Тут я прошу понять меня правильно: все мы смотрим глазами и слушаем ушами. Но выводы делаем, исходя не столько из того, что увидели и услышали, сколько из того, что ожидали увидеть и услышать. Это не значит, что мы сознательно подтасовываем реальность. Скорее бессознательно. Есть вещи для нас очевидные. Просто навскидку, исходя из нашего опыта и благоприобретённой какой-никакой способности связывать причины и следствия. И эти очевидности позволяют нам ориентироваться в окружающей реальности и поступать вроде бы адекватно. Но так ли очевидно очевидное? Вечный вопрос философии, науки и хорошего детектива.

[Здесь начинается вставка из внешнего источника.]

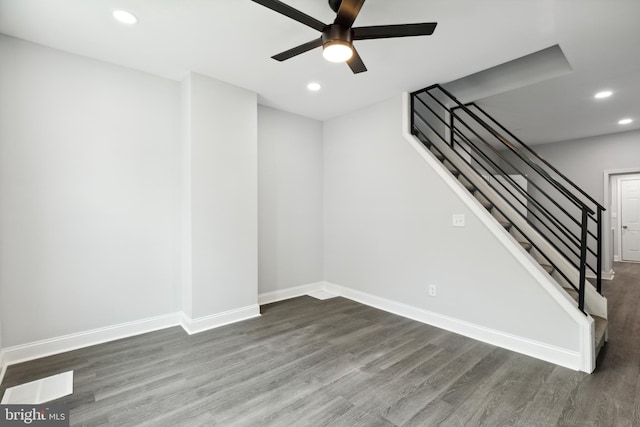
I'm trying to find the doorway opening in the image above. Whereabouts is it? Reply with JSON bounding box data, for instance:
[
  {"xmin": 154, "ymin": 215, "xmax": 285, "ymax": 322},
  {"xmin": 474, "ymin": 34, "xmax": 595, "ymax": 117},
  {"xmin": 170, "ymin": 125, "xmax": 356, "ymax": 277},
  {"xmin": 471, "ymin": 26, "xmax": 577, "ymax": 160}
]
[{"xmin": 604, "ymin": 167, "xmax": 640, "ymax": 262}]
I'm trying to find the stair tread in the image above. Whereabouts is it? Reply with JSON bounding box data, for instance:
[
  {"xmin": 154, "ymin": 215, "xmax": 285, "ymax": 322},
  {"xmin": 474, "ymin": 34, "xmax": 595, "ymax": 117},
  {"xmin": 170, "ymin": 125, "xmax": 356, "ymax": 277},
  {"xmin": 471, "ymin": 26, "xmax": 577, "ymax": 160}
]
[
  {"xmin": 518, "ymin": 242, "xmax": 532, "ymax": 251},
  {"xmin": 458, "ymin": 175, "xmax": 476, "ymax": 193},
  {"xmin": 591, "ymin": 314, "xmax": 609, "ymax": 356},
  {"xmin": 497, "ymin": 220, "xmax": 511, "ymax": 230},
  {"xmin": 429, "ymin": 145, "xmax": 444, "ymax": 161},
  {"xmin": 442, "ymin": 160, "xmax": 460, "ymax": 176},
  {"xmin": 540, "ymin": 264, "xmax": 555, "ymax": 274},
  {"xmin": 473, "ymin": 191, "xmax": 493, "ymax": 211},
  {"xmin": 563, "ymin": 288, "xmax": 579, "ymax": 301}
]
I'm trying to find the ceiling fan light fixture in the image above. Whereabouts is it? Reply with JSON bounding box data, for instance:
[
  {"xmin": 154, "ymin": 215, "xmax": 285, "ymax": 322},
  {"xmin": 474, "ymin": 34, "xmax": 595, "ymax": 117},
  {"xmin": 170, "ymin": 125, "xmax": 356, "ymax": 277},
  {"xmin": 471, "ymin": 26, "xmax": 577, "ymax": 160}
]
[{"xmin": 322, "ymin": 40, "xmax": 353, "ymax": 62}]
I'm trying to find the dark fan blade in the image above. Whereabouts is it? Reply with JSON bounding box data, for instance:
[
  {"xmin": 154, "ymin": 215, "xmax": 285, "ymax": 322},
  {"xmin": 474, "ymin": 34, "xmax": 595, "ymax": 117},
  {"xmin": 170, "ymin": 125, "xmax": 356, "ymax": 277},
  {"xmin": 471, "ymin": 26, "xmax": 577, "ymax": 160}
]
[
  {"xmin": 347, "ymin": 46, "xmax": 367, "ymax": 74},
  {"xmin": 333, "ymin": 0, "xmax": 364, "ymax": 27},
  {"xmin": 272, "ymin": 37, "xmax": 322, "ymax": 61},
  {"xmin": 353, "ymin": 22, "xmax": 438, "ymax": 40},
  {"xmin": 252, "ymin": 0, "xmax": 326, "ymax": 31}
]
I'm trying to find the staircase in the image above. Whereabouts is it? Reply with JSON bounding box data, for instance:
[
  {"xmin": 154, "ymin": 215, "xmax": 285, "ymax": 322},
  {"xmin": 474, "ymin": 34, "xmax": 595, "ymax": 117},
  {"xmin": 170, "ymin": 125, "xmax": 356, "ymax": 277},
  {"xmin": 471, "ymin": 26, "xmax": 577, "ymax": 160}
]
[{"xmin": 410, "ymin": 85, "xmax": 607, "ymax": 367}]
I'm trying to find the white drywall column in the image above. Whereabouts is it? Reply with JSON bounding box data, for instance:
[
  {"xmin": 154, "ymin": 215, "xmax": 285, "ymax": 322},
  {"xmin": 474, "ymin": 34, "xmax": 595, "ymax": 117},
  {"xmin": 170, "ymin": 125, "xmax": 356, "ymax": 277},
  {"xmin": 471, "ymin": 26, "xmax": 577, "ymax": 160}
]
[
  {"xmin": 258, "ymin": 106, "xmax": 323, "ymax": 295},
  {"xmin": 181, "ymin": 73, "xmax": 259, "ymax": 324}
]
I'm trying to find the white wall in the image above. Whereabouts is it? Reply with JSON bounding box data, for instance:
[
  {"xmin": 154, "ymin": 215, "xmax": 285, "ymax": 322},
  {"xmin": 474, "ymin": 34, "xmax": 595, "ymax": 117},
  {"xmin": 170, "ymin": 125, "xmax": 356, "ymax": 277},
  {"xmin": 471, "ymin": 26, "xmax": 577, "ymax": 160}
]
[
  {"xmin": 324, "ymin": 96, "xmax": 579, "ymax": 351},
  {"xmin": 183, "ymin": 73, "xmax": 258, "ymax": 319},
  {"xmin": 0, "ymin": 36, "xmax": 180, "ymax": 347},
  {"xmin": 534, "ymin": 131, "xmax": 640, "ymax": 272},
  {"xmin": 258, "ymin": 106, "xmax": 323, "ymax": 294}
]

Дама забальзаковского возраста, мать двоих детей, закончившая вуз во времена перестройки и всю жизнь мыкавшаяся по бюджетным организациям, в определённый момент жизни решила вспушить себя. А чё? Дети поразъезжались, быт налажен. В доме бюджетный же достаток: на капитальный ремонт квартиры семья не тянет, но всё необходимое для комфортной жизни есть. А время идёт. Дама, надо сказать, для своего возраста вполне ничего, регулярно потеет в качалке, по лицу вообще не дашь тех лет. А тут новые технологии. В общем, наскребла с зарплатки и нарастила волосы. Ну, немного перестаралась с количеством заказанных прядей. В первый же раз! Нашла мастера, промордовалась шесть часов в парикмахерском кресле и на выходе получила что-то вроде египетской аристократки времён Среднего царства. Эффект сногсшибательный. Немного бижутерии, облегающее чёрное, ибо дама по жизни предпочитает образ венчально-погребальный. Походка летящая и по жизни, и потому, что все взгляды теперь на ней. И, как предсказуемый результат, коллекция коллизий. Третье место в рейтинге заняли обычные комплименты от сотрудниц, незнакомых мужчин и даже рыночных торговок. Серебро взял хозяин местной порностудии, проявивший к эффектной даме упорно не понятый ею интерес. Как говорят у нас в семье: «Мы намёки понимаем. Мы их не замечаем». Но золото по праву присуждается мужику, лица которого я даже не видела. Рыся с любимым рыночным рюкзачком домой по проспекту и бодро лавируя среди нечастых прохожих, я вдруг услышала в спину злобное мужское шипение, эдакий суфлёрский шёпот, как раз и рассчитанный на то, чтобы адресат внял и устыдился: «Совсем распоясалась золотая молодёжь!» Спасибо тебе, мужик! И за молодёжь в мой с копейками полтинник! И за золотую с моей жизнью от зарплаты до зарплаты! И за урок. Впрочем, урок у меня уже был. Но в тот раз, мой проницательный друг, я оказалась в твоём амплуа.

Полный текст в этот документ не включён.